The saddest part is that I already successfully quit for over 2 years – less than 3 years ago – and blew it. I got cocky, I forgot my tools, and I was lured back in to the dark side. I brought my husband along with me. We’ve been smoking again for almost a year. What started out as just one, and then just one pack, and then just one night, and then just one more, has evolved back into all of the things I hated about being a smoker. Here is a list of the many things I can come up with just off the top of my head:

  • I stink/the house stinks/my car stinks.
  • I’m ashamed/feel guilty.
  • It’s expensive.
  • I can’t breathe.
  • It’s dirty/makes my car dirty/makes my house dirty.
  • It turns things yellow – my teeth, my fingernails, my walls.
  • I hate feeling like I NEED something outside of myself.
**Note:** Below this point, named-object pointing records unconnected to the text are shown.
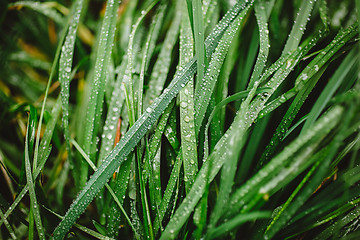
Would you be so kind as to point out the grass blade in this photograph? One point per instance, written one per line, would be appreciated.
(299, 26)
(94, 108)
(137, 131)
(199, 41)
(65, 65)
(187, 130)
(34, 205)
(330, 89)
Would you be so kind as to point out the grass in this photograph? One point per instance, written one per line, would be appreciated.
(179, 119)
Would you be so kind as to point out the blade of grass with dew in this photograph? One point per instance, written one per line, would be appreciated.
(92, 165)
(323, 10)
(154, 161)
(316, 208)
(128, 77)
(310, 72)
(209, 8)
(171, 187)
(228, 171)
(132, 112)
(65, 65)
(80, 227)
(138, 130)
(7, 225)
(34, 207)
(220, 152)
(261, 18)
(113, 115)
(44, 153)
(52, 73)
(277, 102)
(171, 132)
(245, 193)
(162, 64)
(316, 179)
(233, 223)
(329, 232)
(234, 97)
(187, 131)
(203, 93)
(42, 8)
(147, 54)
(206, 174)
(120, 187)
(297, 31)
(94, 108)
(198, 34)
(334, 83)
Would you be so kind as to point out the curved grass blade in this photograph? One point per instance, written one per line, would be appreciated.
(42, 8)
(246, 192)
(187, 130)
(305, 83)
(234, 97)
(65, 65)
(336, 80)
(7, 225)
(203, 93)
(96, 98)
(198, 33)
(92, 165)
(113, 115)
(299, 26)
(261, 18)
(81, 228)
(128, 78)
(317, 177)
(236, 221)
(162, 65)
(44, 153)
(147, 53)
(208, 171)
(139, 129)
(34, 205)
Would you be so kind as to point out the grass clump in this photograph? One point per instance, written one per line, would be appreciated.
(180, 119)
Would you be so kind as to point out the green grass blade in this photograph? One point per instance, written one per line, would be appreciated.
(316, 179)
(92, 165)
(42, 8)
(306, 82)
(187, 130)
(7, 225)
(43, 155)
(261, 18)
(34, 205)
(81, 227)
(206, 174)
(199, 41)
(162, 65)
(334, 83)
(172, 186)
(94, 108)
(203, 93)
(236, 221)
(234, 97)
(238, 198)
(113, 115)
(147, 53)
(299, 26)
(128, 77)
(65, 65)
(137, 131)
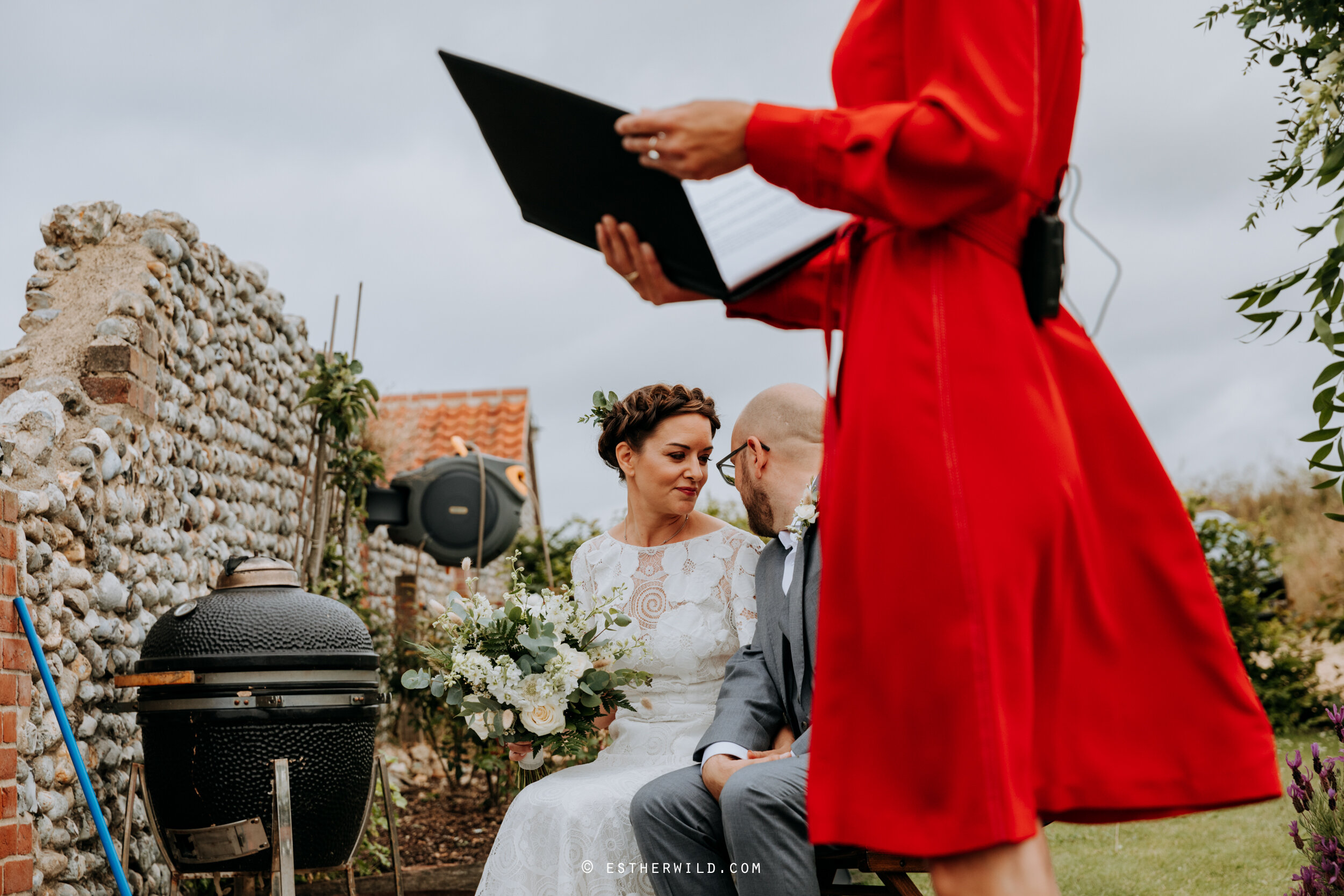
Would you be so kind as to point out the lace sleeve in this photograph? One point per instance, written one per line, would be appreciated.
(742, 589)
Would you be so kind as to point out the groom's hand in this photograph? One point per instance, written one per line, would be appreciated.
(717, 770)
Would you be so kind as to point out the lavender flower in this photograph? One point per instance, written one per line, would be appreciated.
(1296, 794)
(1336, 716)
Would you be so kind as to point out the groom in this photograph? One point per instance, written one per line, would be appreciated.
(742, 811)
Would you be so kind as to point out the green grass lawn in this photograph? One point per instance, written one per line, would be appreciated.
(1235, 852)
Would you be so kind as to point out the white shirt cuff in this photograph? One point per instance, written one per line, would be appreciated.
(727, 747)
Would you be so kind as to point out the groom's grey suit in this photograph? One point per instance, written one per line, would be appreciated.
(757, 830)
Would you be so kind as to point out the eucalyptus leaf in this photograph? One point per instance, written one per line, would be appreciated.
(416, 679)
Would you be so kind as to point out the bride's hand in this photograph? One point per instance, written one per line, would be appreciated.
(519, 750)
(639, 265)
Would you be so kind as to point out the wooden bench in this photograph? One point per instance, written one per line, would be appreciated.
(890, 870)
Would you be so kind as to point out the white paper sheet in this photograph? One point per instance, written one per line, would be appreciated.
(752, 225)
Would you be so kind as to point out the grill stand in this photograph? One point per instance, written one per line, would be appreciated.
(283, 852)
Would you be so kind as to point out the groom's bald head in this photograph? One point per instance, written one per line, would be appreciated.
(789, 415)
(787, 422)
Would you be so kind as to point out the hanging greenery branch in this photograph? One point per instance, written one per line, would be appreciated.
(1304, 38)
(343, 402)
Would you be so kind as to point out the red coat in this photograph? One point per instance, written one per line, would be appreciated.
(1017, 620)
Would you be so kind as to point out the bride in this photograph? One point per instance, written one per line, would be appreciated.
(690, 586)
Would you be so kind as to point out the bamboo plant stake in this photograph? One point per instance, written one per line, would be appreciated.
(319, 526)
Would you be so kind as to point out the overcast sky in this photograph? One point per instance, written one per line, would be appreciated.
(326, 141)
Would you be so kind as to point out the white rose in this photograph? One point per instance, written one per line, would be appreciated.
(576, 661)
(544, 718)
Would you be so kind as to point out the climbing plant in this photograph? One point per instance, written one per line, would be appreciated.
(1305, 41)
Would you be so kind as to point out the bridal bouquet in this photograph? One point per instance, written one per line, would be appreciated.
(537, 668)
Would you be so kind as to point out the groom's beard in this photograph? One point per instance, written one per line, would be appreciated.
(760, 516)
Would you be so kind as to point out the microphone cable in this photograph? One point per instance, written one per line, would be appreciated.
(1073, 187)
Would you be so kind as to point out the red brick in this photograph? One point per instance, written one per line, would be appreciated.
(120, 390)
(15, 655)
(18, 875)
(121, 359)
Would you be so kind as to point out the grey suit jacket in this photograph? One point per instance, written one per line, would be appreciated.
(768, 683)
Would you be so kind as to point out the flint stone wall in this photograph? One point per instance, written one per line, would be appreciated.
(151, 428)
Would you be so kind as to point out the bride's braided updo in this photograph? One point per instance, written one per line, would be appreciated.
(636, 415)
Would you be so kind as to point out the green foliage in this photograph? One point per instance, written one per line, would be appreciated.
(373, 857)
(563, 543)
(730, 512)
(340, 398)
(1277, 656)
(1307, 39)
(603, 406)
(354, 468)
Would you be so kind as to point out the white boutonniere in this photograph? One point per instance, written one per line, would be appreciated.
(807, 512)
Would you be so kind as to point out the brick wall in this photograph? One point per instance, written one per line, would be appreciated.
(15, 698)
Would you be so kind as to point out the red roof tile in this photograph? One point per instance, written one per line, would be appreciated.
(412, 431)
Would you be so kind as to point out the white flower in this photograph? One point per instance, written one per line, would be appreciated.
(479, 725)
(534, 688)
(544, 718)
(576, 663)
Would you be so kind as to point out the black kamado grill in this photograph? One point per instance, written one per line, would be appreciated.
(257, 692)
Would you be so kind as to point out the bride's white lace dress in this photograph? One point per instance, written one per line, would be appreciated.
(695, 602)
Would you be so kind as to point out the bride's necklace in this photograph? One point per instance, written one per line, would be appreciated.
(625, 532)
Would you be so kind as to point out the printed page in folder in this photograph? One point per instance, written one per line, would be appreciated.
(752, 225)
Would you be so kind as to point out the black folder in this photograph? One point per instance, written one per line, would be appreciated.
(565, 164)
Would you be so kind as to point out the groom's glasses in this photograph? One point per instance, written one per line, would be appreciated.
(726, 464)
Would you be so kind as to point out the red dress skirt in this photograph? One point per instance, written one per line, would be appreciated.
(1017, 621)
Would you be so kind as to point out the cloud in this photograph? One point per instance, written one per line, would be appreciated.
(324, 140)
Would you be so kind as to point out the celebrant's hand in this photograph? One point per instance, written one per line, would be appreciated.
(638, 264)
(717, 770)
(698, 140)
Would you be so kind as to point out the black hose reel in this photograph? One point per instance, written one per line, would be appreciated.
(440, 505)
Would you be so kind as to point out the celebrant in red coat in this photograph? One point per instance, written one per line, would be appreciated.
(1017, 620)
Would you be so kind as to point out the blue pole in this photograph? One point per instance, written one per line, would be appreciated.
(95, 809)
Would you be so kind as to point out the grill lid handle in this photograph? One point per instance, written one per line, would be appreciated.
(257, 572)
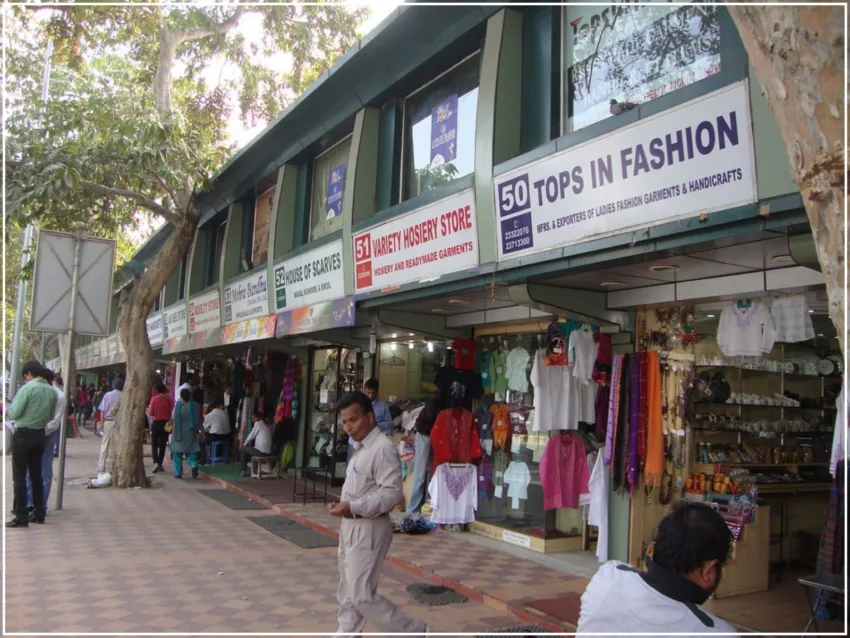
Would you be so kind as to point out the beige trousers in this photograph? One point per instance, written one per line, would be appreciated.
(105, 446)
(363, 544)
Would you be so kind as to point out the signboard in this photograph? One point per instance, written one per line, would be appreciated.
(636, 52)
(250, 330)
(336, 187)
(444, 132)
(323, 316)
(310, 278)
(246, 298)
(694, 159)
(204, 312)
(51, 295)
(156, 331)
(437, 239)
(175, 321)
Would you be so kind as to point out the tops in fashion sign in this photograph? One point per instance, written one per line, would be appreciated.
(246, 298)
(694, 159)
(429, 242)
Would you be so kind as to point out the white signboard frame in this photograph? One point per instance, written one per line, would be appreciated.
(435, 240)
(635, 177)
(313, 277)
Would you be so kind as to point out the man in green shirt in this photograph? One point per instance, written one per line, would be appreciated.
(31, 410)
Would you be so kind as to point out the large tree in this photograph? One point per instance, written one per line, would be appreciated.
(798, 56)
(133, 123)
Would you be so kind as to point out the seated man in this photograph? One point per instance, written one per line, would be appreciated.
(261, 437)
(691, 545)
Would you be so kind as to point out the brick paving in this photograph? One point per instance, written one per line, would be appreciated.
(171, 560)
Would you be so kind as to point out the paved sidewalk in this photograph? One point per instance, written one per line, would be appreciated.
(171, 560)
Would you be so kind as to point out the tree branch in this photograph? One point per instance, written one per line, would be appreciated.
(140, 199)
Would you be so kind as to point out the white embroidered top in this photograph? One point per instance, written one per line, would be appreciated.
(454, 494)
(745, 331)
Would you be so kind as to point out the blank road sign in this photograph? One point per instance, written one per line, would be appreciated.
(51, 295)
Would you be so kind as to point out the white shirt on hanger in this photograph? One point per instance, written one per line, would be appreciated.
(745, 331)
(556, 403)
(516, 375)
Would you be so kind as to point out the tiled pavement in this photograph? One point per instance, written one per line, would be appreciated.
(170, 560)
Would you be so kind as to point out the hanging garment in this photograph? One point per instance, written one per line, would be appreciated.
(745, 331)
(556, 404)
(453, 491)
(517, 477)
(517, 375)
(599, 487)
(582, 353)
(791, 319)
(454, 438)
(563, 471)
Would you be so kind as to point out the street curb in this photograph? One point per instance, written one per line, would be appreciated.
(535, 618)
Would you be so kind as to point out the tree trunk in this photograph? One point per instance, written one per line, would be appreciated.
(128, 466)
(798, 56)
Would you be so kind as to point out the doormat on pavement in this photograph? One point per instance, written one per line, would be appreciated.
(530, 631)
(232, 500)
(434, 595)
(287, 529)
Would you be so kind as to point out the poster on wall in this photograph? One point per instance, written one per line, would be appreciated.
(636, 53)
(336, 186)
(435, 240)
(246, 298)
(204, 312)
(694, 159)
(310, 278)
(444, 132)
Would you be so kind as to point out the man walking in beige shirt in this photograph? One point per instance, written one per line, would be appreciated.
(373, 486)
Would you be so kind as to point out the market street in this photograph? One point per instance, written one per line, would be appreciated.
(171, 560)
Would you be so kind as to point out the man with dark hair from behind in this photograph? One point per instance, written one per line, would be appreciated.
(31, 410)
(372, 488)
(692, 544)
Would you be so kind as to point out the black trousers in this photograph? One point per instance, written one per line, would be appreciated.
(159, 439)
(27, 450)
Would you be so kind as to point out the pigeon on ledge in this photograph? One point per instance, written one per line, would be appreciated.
(618, 108)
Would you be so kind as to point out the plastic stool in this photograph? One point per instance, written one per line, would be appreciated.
(219, 452)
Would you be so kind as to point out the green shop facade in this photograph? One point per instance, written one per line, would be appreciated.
(461, 173)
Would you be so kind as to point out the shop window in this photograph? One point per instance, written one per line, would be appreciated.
(634, 53)
(262, 216)
(329, 177)
(439, 130)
I want to be free of my additions.
  • It helps me procrastinate (I’ll do that after I have one more cigarette).
  • It’s a form of self-pity (I’m worthless anyway, who cares if these things are killing me).
  • It’s unhealthy!
  • It isolates me (I go smoke instead of socializing).
  • It creates false friendships (people who wouldn’t be your friend if your addiction didn’t make them feel better about their own).

My biggest fears with quitting are that I will gain a lot of weight (last time I quit I gained 30 pounds!) and/or that I will be really emotional (a couple of times that I have quit, it induced several emotional breakdowns). In a sense, quitting smoking is an act of mourning for me. I mourn the loss of my security blanket, my accepting companion, and my rebel image.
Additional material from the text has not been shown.